Clinton Solomon

No. 1
- Position: Wide receiver

Personal information
- Born: October 21, 1983 (age 41) Fort Worth, Texas, U.S.
- Height: 6 ft 4 in (1.93 m)
- Weight: 210 lb (95 kg)

Career information
- High school: Fort Worth (TX) Eastern Hills
- College: Iowa
- NFL draft: 2006: undrafted

Career history
- St. Louis Rams (2006)*; Tennessee Titans (2007)*; Chicago Bears (2007)*; Chicago Rush (2008)*; Wichita Wild (2009–2011); Sioux Falls Storm (2012); Kansas City Renegades (2013); Sioux Falls Storm (2013); Texas Revolution (2014); San Antonio Talons (2014); Nebraska Danger (2015)*; Las Vegas Outlaws (2015); Texas Revolution (2016);
- * Offseason and/or practice squad member only

Awards and highlights
- 3× First-team All-IFL (2009, 2010, 2014); 2× Second-team All-IFL (2011, 2012); 2× United Bowl champion (2012, 2013); First Team CIF Southern Conference (2017); All-CIF Team (2017); CIF Offensive Player of the Year (2017); CIF champion (2017); Second-team All-Big Ten (2004);

Career Arena League statistics
- Receptions: 74
- Receiving yards: 846
- Receiving touchdowns: 16
- Stats at ArenaFan.com

= Clinton Solomon =

American football player (born 1983)

Clinton Solomon (born October 21, 1983) is an American former football wide receiver.

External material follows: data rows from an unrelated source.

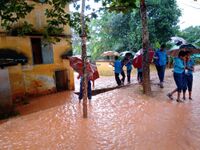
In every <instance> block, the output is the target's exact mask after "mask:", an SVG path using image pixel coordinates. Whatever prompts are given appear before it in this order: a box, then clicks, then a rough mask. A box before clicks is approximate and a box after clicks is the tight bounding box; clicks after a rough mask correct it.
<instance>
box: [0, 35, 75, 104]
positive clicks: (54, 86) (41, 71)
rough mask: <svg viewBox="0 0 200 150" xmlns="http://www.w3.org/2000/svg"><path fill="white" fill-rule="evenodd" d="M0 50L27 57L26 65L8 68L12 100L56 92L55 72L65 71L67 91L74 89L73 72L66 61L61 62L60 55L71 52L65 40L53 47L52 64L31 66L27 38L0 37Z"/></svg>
mask: <svg viewBox="0 0 200 150" xmlns="http://www.w3.org/2000/svg"><path fill="white" fill-rule="evenodd" d="M0 48H12V49H14V50H16V51H18V52H23V53H24V54H25V55H26V56H27V57H28V59H29V60H28V64H26V65H24V66H21V64H18V65H17V66H11V67H8V70H9V79H10V87H11V92H12V97H13V99H14V100H16V99H18V98H19V97H22V96H24V95H25V94H26V95H42V94H48V93H52V92H56V85H55V71H56V70H67V73H68V75H67V76H68V85H69V89H70V90H73V89H74V76H73V70H72V68H71V67H70V66H69V61H68V60H62V59H61V57H60V56H61V55H62V54H63V53H64V52H65V51H67V50H71V45H70V43H68V42H67V41H66V40H64V39H63V40H61V42H58V43H56V44H54V45H53V53H54V54H53V56H54V64H39V65H33V63H32V61H33V58H32V48H31V42H30V38H29V37H8V36H7V37H0Z"/></svg>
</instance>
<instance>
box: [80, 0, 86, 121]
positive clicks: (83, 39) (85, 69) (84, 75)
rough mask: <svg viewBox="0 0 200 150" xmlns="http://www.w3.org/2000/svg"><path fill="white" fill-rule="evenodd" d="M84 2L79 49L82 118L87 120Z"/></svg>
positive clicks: (81, 10) (82, 2) (85, 46)
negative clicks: (80, 65)
mask: <svg viewBox="0 0 200 150" xmlns="http://www.w3.org/2000/svg"><path fill="white" fill-rule="evenodd" d="M84 13H85V0H82V10H81V27H82V28H81V31H82V33H81V48H82V62H83V81H82V83H83V86H82V88H83V89H82V90H83V118H87V86H88V84H87V82H88V81H87V70H86V63H87V49H86V39H87V35H86V30H85V14H84Z"/></svg>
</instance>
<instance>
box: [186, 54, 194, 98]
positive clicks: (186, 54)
mask: <svg viewBox="0 0 200 150" xmlns="http://www.w3.org/2000/svg"><path fill="white" fill-rule="evenodd" d="M190 54H191V53H190V52H189V51H186V69H187V71H186V74H185V77H186V85H187V88H188V92H189V100H192V84H193V71H194V65H195V63H194V60H193V59H191V58H190ZM185 92H186V91H185Z"/></svg>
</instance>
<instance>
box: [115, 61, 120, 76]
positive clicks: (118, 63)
mask: <svg viewBox="0 0 200 150" xmlns="http://www.w3.org/2000/svg"><path fill="white" fill-rule="evenodd" d="M114 69H115V73H121V72H122V64H121V61H120V60H115V62H114Z"/></svg>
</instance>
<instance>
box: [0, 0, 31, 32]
mask: <svg viewBox="0 0 200 150" xmlns="http://www.w3.org/2000/svg"><path fill="white" fill-rule="evenodd" d="M33 8H34V5H30V4H28V3H27V2H26V1H25V0H17V1H16V0H1V1H0V16H1V26H2V27H3V28H4V29H6V30H10V29H11V27H12V26H13V24H14V23H16V22H17V21H19V19H20V18H25V16H26V15H27V14H28V13H30V12H31V11H32V10H33ZM24 24H26V23H24ZM26 25H27V24H26Z"/></svg>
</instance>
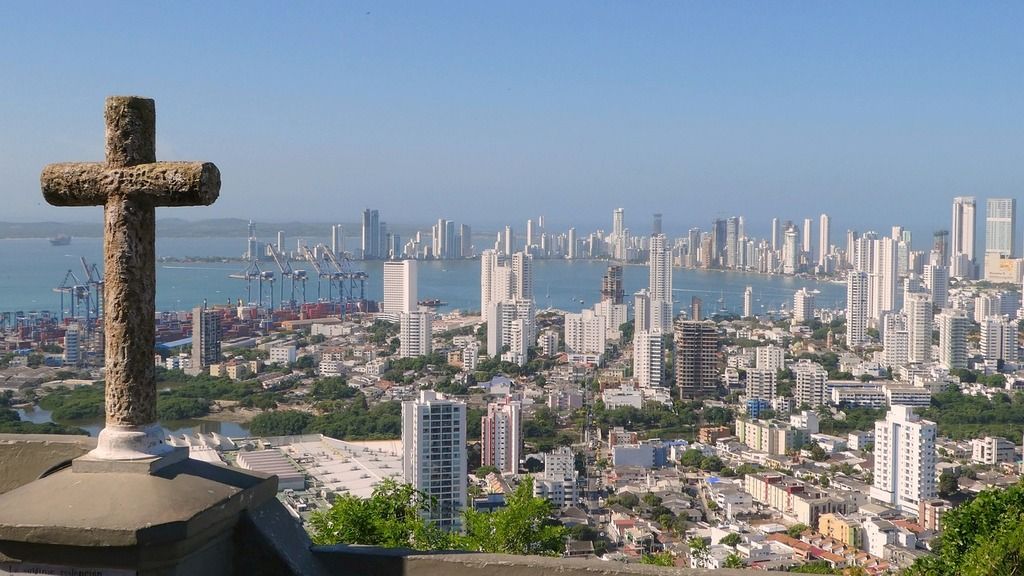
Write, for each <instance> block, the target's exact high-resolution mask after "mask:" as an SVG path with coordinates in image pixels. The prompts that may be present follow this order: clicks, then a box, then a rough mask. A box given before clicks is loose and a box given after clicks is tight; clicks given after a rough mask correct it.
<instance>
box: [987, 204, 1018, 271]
mask: <svg viewBox="0 0 1024 576" xmlns="http://www.w3.org/2000/svg"><path fill="white" fill-rule="evenodd" d="M985 254H986V257H987V255H988V254H998V255H999V256H1000V257H1006V258H1013V257H1014V256H1016V254H1017V199H1016V198H989V199H988V202H987V203H986V207H985Z"/></svg>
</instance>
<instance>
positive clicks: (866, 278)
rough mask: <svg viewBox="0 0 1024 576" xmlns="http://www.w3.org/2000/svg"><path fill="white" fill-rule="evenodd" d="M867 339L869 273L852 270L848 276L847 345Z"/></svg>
mask: <svg viewBox="0 0 1024 576" xmlns="http://www.w3.org/2000/svg"><path fill="white" fill-rule="evenodd" d="M866 341H867V274H866V273H864V272H859V271H850V274H848V275H847V277H846V345H848V346H850V347H856V346H860V345H863V344H864V343H865V342H866Z"/></svg>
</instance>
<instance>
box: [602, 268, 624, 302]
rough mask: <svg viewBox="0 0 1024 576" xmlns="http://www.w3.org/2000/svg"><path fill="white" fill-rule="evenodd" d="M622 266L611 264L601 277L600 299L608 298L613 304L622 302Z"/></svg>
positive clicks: (622, 273) (622, 283) (622, 287)
mask: <svg viewBox="0 0 1024 576" xmlns="http://www.w3.org/2000/svg"><path fill="white" fill-rule="evenodd" d="M624 294H625V291H624V290H623V266H621V265H618V264H611V265H609V266H608V270H607V271H605V272H604V276H603V277H601V301H605V300H608V301H610V302H611V303H613V304H621V303H623V296H624Z"/></svg>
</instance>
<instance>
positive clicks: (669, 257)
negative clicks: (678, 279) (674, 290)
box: [648, 234, 672, 334]
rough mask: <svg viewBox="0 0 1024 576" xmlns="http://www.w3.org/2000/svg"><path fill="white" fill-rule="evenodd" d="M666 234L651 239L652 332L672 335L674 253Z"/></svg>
mask: <svg viewBox="0 0 1024 576" xmlns="http://www.w3.org/2000/svg"><path fill="white" fill-rule="evenodd" d="M666 242H667V241H666V238H665V235H664V234H657V235H654V236H652V237H651V238H650V260H649V276H650V285H649V287H648V290H649V291H650V331H651V332H656V333H658V334H670V333H672V253H671V252H670V251H669V249H668V246H667V245H666Z"/></svg>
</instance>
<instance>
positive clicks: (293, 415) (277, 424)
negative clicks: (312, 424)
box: [249, 410, 313, 436]
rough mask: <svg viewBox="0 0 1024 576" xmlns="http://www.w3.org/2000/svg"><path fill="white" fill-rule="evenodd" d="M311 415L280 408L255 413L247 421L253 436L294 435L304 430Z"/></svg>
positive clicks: (310, 419) (304, 413) (305, 430)
mask: <svg viewBox="0 0 1024 576" xmlns="http://www.w3.org/2000/svg"><path fill="white" fill-rule="evenodd" d="M312 419H313V417H312V416H311V415H310V414H307V413H305V412H298V411H296V410H280V411H275V412H264V413H262V414H257V415H256V417H255V418H253V419H252V421H250V422H249V430H250V431H251V433H252V434H253V435H254V436H294V435H300V434H303V433H305V431H306V428H307V427H308V426H309V423H310V422H311V421H312Z"/></svg>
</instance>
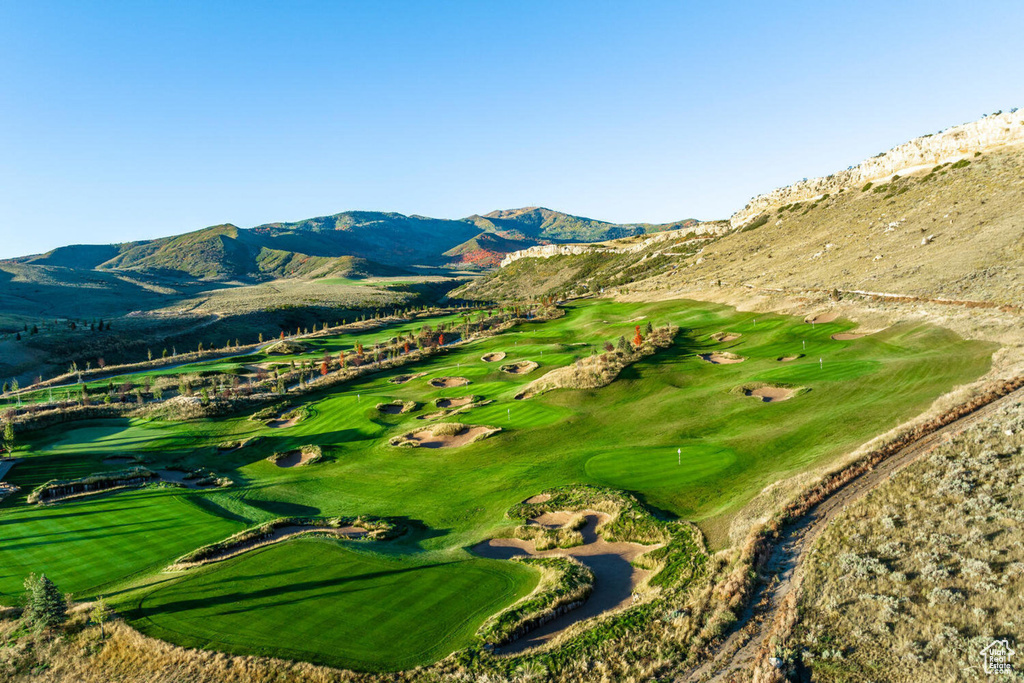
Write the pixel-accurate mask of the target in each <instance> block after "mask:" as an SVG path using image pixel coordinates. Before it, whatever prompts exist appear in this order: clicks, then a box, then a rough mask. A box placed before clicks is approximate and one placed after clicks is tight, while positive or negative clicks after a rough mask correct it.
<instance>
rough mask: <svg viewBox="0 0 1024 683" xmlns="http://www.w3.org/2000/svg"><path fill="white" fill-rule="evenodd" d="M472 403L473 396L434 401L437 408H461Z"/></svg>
mask: <svg viewBox="0 0 1024 683" xmlns="http://www.w3.org/2000/svg"><path fill="white" fill-rule="evenodd" d="M472 402H473V396H460V397H459V398H438V399H437V400H435V401H434V405H436V407H437V408H462V407H463V405H469V404H470V403H472Z"/></svg>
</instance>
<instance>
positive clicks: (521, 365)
mask: <svg viewBox="0 0 1024 683" xmlns="http://www.w3.org/2000/svg"><path fill="white" fill-rule="evenodd" d="M540 367H541V364H539V362H535V361H532V360H520V361H518V362H510V364H508V365H507V366H502V372H503V373H508V374H509V375H528V374H529V373H531V372H534V371H535V370H537V369H538V368H540Z"/></svg>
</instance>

Who last played for the Texas Revolution of Champions Indoor Football (CIF). He played college football at the University of Iowa. He is currently the head coach of the ICT Regulators of the Arena Football League (AFL).

==College career==
Solomon signed to play football for the Iowa Hawkeyes on February 1, 2002. After playing as a freshman, Solomon left Iowa due to his poor grades, and attended Iowa Central Community College during the 2003 school year, where he played for the Tritons. After the school year, Solomon returned to the Hawkeyes. Solomon returned to Iowa with a terrific junior season, earning 2nd Team All-Big Ten Conference honors.

==Professional career==
===NFL===
After going undrafted in the 2006 NFL draft, Solomon signed as an undrafted free agent with the St. Louis Rams. He was released on September 1, 2006. Solomon signed with the Tennessee Titans during the 2007 offseason, but was waived on July 25, 2007. Solomon signed with the Chicago Bears later in September, 2007.

===Wichita Wild===
After spending the entire 2008 season on the practice squad of the Chicago Rush, Solomon signed with the Wichita Wild of the Indoor Football League (IFL). Solomon was named 1st Team All-IFL, finishing fourth in both receiving yards (1,008) and receiving touchdowns (22) on the year. Solomon would once again be a 1st Team All-IFL selection in 2010, and a 2nd Team selection in 2011.

===Sioux Falls Storm===
Solomon moved on to the Sioux Falls Storm in 2012, helping the Storm win their second IFL Championship. Solomon returned to the Storm in 2013, helping them win their 3rd consecutive title.

===Texas Revolution===
Solomon joined the Texas Revolution for the 2014 season.

===San Antonio Talons===
Solomon joined the San Antonio Talons of the Arena Football League (AFL), to finish the 2014 season.

===Las Vegas Outlaws===
Solomon was assigned to the Las Vegas Outlaws in 2015. He was placed on reassigned on July 28, 2015. On July 30, 2015, he was assigned back with the Outlaws.

===Return to Texas===
In February, 2016, Solomon returned to the Texas Revolution. On February 8, 2017, Solomon re-signed with the Revolution.